The Humanitarian Data Parallel: Think about humanitarian surveys today. We often focus on documenting suffering: How many people lack food? How many homes are destroyed? But what if we focused on prevention?

:::.: What patterns in past assessments could have predicted this situation?

:.::: What can we measure now that would help us prevent the next disastrous situation?

Data collection shouldn’t just be a reporting exercise. It should be a tool for proactive decision-making – just like Nightingale used it.

3. Amartya Sen: Rethinking Poverty and Well-Being

Amartya Sen, a Nobel Prize-winning economist, changed how we measure poverty and human development. For decades, poverty was seen mainly as a lack of income. Governments and agencies would ask: How much money do people earn?

But Sen questioned that question. He argued that income alone does not tell us if people are actually thriving. Instead, he asked:

:.: What freedoms do people have?

.:. Do they have access to education, healthcare, and opportunities?

His ideas led to the Human Development Index (HDI), which changed how the world measures well-being – not just in terms of money but in terms of capabilities and choices.

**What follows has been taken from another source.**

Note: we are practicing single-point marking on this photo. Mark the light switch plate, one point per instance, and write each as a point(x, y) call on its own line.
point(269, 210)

The Humanitarian Data Parallel: Most humanitarian surveys focus on measuring needs – food security, shelter, income. But what if we started asking about dignity, and long-term recovery?

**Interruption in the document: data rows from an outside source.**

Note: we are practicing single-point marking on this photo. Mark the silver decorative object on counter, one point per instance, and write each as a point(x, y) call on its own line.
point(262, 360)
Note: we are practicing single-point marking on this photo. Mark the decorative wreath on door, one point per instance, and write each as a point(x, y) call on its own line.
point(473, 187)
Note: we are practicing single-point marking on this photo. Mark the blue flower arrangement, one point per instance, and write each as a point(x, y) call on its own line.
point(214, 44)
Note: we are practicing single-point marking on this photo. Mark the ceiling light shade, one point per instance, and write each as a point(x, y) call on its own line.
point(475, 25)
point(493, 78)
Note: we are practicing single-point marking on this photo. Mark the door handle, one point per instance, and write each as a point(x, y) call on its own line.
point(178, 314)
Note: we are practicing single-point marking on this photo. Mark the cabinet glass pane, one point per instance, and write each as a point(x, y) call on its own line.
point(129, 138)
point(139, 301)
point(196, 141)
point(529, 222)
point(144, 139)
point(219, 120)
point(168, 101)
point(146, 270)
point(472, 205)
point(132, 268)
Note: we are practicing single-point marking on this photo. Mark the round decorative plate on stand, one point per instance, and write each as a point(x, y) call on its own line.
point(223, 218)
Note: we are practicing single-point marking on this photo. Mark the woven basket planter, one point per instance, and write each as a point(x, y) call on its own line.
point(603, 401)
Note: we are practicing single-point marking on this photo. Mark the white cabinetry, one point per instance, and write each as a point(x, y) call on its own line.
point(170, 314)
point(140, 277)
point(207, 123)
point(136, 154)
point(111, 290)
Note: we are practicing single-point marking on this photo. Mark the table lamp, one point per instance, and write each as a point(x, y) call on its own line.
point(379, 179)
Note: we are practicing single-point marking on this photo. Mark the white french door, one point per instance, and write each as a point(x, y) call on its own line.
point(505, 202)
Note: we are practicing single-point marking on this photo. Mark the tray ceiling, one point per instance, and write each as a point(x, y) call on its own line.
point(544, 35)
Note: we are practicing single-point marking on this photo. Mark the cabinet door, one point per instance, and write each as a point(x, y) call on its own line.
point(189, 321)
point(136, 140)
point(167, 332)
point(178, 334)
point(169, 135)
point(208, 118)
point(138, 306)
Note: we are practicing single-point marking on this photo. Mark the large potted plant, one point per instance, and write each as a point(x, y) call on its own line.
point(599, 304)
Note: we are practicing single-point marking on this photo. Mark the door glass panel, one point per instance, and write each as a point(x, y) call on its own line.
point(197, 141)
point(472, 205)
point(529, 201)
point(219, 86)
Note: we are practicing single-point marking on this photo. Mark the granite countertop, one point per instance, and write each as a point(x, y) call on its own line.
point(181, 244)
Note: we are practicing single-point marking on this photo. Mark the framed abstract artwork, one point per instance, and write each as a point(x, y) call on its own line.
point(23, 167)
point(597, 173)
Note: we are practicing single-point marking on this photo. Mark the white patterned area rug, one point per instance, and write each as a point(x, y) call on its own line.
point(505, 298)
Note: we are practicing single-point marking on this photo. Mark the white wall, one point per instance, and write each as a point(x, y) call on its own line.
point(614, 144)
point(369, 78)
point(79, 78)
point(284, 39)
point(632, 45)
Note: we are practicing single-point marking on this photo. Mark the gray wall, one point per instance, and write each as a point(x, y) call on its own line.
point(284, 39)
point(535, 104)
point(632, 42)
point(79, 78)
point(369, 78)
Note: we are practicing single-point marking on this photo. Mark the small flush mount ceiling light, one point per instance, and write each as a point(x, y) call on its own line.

:::.: Instead of asking “What do you lack?”, ask “What would help you rebuild?”

:.::: Instead of measuring vulnerability in isolation, assess what enables people to escape it.

Are we framing our questions in a way that captures the full human experience, or are we just gathering numbers?

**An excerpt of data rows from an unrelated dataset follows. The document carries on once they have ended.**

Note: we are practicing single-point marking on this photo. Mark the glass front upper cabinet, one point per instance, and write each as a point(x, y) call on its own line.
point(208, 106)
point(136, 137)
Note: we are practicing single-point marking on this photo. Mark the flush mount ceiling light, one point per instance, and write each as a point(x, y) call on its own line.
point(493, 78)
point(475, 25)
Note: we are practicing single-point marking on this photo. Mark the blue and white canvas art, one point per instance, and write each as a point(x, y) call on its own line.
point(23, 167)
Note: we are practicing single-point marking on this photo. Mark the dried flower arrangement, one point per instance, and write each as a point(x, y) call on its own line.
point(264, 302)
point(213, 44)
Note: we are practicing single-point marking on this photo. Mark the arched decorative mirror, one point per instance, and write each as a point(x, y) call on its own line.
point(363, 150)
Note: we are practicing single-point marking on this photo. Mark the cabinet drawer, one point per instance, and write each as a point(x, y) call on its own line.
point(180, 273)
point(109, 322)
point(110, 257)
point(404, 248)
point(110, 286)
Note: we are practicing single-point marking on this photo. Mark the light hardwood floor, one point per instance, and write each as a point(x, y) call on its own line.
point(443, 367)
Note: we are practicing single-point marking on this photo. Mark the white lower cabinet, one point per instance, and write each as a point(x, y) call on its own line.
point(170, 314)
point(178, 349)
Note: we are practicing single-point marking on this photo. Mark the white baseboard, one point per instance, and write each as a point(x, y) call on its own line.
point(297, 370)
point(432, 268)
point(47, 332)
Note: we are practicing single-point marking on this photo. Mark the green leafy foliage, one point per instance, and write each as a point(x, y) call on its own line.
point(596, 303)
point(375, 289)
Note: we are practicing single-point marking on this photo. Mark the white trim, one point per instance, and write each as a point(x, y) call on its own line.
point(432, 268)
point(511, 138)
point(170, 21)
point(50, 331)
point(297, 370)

Sen showed that how we define a problem determines how we solve it. Maybe it’s time we apply that thinking to humanitarian data, too.


Bringing This to Humanitarian Data: The Right Question Can Save Lives

It is not a secret that bad questions lead to bad data, and bad data leads to bad decisions. And sometimes, the biggest challenge isn’t collecting the data – it is having the courage to question the way we’ve always done things.

Albert Einstein once said: “If I had an hour to solve a problem, I’d spend 55 minutes thinking about the problem and 5 minutes thinking about the solution.”

That’s because defining the right question is more than half the battle. If we ask the wrong thing, no amount of analysis will give us the right answers.

So before launching a new survey, let’s ask:

:::.: Does this question actually lead to action, or are we just collecting information for the sake of it?

:.::: Are response options structured so they’re clear and useful?

:.:.: Are we leaving room for unexpected answers, or forcing respondents into pre-defined choices?

::.:: Who benefits from this data? Who might be excluded by how we frame our questions?

And here’s something important to remember: Einstein, Nightingale, and Sen were not just asking better questions – they were challenging the status quo in ways that made people deeply uncomfortable.

Today, we see relativity, data-driven healthcare, and human-centered development as obvious. But at the time, these ideas were not just radical – they were disruptive, even offensive to the establishment.

:. Einstein’s ideas shattered centuries of Newtonian physics.

.: Nightingale’s data-driven approach was seen as unorthodox and faced resistance from military and medical leaders.

:: Sen’s human development theory pushed back against traditional economic models that focused solely on money.

They all faced enormous pressure because they refused to accept the “normal” way of doing things. They weren’t just scientists or reformers – they were disruptors.

So, when we challenge how we collect humanitarian data, when we question the way we frame assessments, we’re not just improving surveys. We’re making sure the data we rely on actually reflects reality – and leads to better decisions that change lives.

The biggest breakthroughs in history didn’t come from finding the right answer. They came from having the courage to ask a better question.

What if humanitarian data collection did the same?